Each of the words in the left column has the same relationship with a word in the right column. I have reorganized them so the pairs are next to each other.
dark heavy flat blunt in safe less fewer left wrong long tall soft easy spring rise wet sweet won found young new
Each pair of words has the same antonym. I.E.The opposite of wet is dry which (in wine) is the opposite of sweet.
If anyone is puzzling over the addition to category 3 added by my clever, clever friend Zeke in the comments… The antonym to both unite and separate is cleave.
Congratulations on selling your story. I love how the good news colored your glasses a nice rosy tint.
Rob,
Great news. There is nothing like actually getting paid for your writing.
Whew, Rob. For a moment I thought you’d gone all Candide on us.
Cleave is brilliant.
The answer to my little quizzy bit for your section 3 puzzle was:
join — {desert} — Eden
Great article! I kept wondering, where is he going with this? Is he going to commit a murder at the end of the day? *laughing* Anyway, after I finished reading this, I became curious. . . .
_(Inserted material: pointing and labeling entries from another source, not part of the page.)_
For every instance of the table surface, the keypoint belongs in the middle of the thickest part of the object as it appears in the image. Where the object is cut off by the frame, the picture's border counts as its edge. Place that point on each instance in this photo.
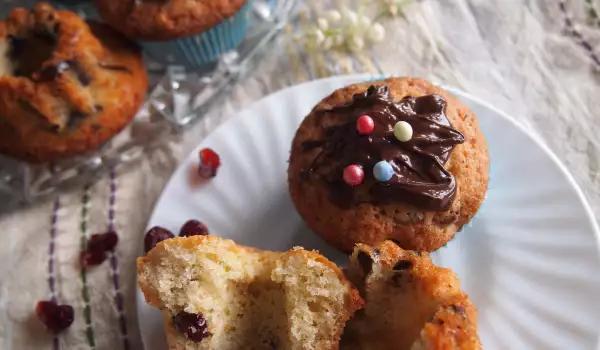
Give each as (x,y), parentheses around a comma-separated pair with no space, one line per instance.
(536,60)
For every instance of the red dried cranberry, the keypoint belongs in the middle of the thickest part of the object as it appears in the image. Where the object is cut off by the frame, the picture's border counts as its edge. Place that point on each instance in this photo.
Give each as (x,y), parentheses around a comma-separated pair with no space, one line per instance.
(154,236)
(193,326)
(90,258)
(209,163)
(57,318)
(193,228)
(103,241)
1. Which city do you live in?
2. What line of work are you in?
3. Which publication did you sell your short story to, and when will it be published?
Did you keep these things intentionally vague in your article/story? Anyway, it worked. My curiousity has been piqued.
curiosity*
I kept it vague because it was about the experience of selling a story, not about a particular sale. In the same way this was not A Day In The Life, but Based On A True Story. Everything I describe has happened, but not all on one day, of course.
I live in Bellingham, WA, the City of Subdued Excitement. I am a librarian at a university there. And the story was inspired by a contract from Alfred Hitchcock’s Mystery Magazine. It will be 17th story in AHMM, but it never gets old.
Based on past form, the story will probably come out the middle of next year.
I meant to add that you could consider this column a companion piece to my earlier Lost Weekend https://criminalbrief.com/?p=3288
I loved this piece . . . you use so few words to convey so much. I could see every scene and moment with perfect clarity, as it were. “Lost Weekend” was great, too–and I hope you didn’t take up butterfly collecting.
Oh, and congratulations. Looking forward to reading your story in AHMM!
Congratulations on the sale.
Congratulations as well on your ability to wear socks at night. I can’t during summer because they make me too hot. There is nothing quite like that special sensation as whatever the cat coughed up squeezes between your toes in the dark.